Le projet de LPM prévoit de fortes coupes pour l'armée de l'air et de l'espace par rapport aux prévisions initiales du Gouvernement. Je pense au report du tout-Rafale ou au programme Syracuse 4, qui a été revu à la baisse : le lancement du troisième satellite Syracuse, dont la mise en service était prévue d'ici à 2030, a été annulé. Deux satellites Syracuse seulement devraient donc être en orbite d'ici à 2035. La guerre en Ukraine a pourtant montré l'importance stratégique de l'espace.

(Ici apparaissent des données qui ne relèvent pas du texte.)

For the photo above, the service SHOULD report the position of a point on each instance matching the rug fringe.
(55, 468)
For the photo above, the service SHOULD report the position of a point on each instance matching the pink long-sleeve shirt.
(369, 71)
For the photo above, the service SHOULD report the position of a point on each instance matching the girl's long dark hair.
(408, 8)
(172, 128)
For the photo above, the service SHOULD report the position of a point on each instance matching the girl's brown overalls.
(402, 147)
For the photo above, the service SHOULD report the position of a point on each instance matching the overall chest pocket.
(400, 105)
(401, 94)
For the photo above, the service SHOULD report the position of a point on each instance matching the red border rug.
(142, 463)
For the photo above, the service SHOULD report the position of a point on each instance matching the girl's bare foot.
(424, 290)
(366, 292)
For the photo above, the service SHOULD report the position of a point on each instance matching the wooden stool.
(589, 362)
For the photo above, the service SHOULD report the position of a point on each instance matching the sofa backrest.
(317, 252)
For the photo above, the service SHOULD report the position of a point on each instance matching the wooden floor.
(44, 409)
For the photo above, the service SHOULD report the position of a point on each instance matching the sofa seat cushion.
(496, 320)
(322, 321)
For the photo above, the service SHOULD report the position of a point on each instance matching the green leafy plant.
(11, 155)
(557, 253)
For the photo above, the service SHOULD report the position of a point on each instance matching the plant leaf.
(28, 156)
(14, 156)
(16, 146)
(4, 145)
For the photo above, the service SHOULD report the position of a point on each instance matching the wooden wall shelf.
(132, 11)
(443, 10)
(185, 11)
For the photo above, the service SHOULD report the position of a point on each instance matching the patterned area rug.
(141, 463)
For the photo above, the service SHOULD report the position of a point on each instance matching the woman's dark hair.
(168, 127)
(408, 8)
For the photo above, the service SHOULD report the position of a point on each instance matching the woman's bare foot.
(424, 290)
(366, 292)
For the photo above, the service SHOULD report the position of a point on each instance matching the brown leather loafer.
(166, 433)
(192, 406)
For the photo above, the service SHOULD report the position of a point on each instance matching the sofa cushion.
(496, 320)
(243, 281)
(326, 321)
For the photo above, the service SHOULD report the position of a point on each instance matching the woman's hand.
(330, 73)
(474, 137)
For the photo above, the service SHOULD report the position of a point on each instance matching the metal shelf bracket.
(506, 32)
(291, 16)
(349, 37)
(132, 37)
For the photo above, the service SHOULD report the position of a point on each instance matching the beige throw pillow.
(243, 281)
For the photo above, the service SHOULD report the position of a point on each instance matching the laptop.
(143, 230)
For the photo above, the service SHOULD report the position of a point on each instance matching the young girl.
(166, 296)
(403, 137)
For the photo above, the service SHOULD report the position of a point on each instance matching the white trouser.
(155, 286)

Comment analysez-vous ces renoncements ? Comment les différentes composantes de l'armée de l'air et de l'espace entendent-elles organiser leur fonctionnement dans ces conditions ?

Le Président de la République, le ministre des armées et le rapport annexé au projet de loi insistent sur les capacités d'action de nos armées dans de nombreux champs de conflictualité. Nous pensons évidemment à l'espace et à la nécessité d'investir dans l'innovation et la dissuasion spatiale. Face à la militarisation de l'espace, nous devons nous montrer lucides et développer les outils qui garantiront la souveraineté de la France. Pensez-vous que le projet de LPM permettra de développer notre présence dans l'espace, et plus généralement qu'il investit suffisamment dans ce nouveau champ de conflictualité ?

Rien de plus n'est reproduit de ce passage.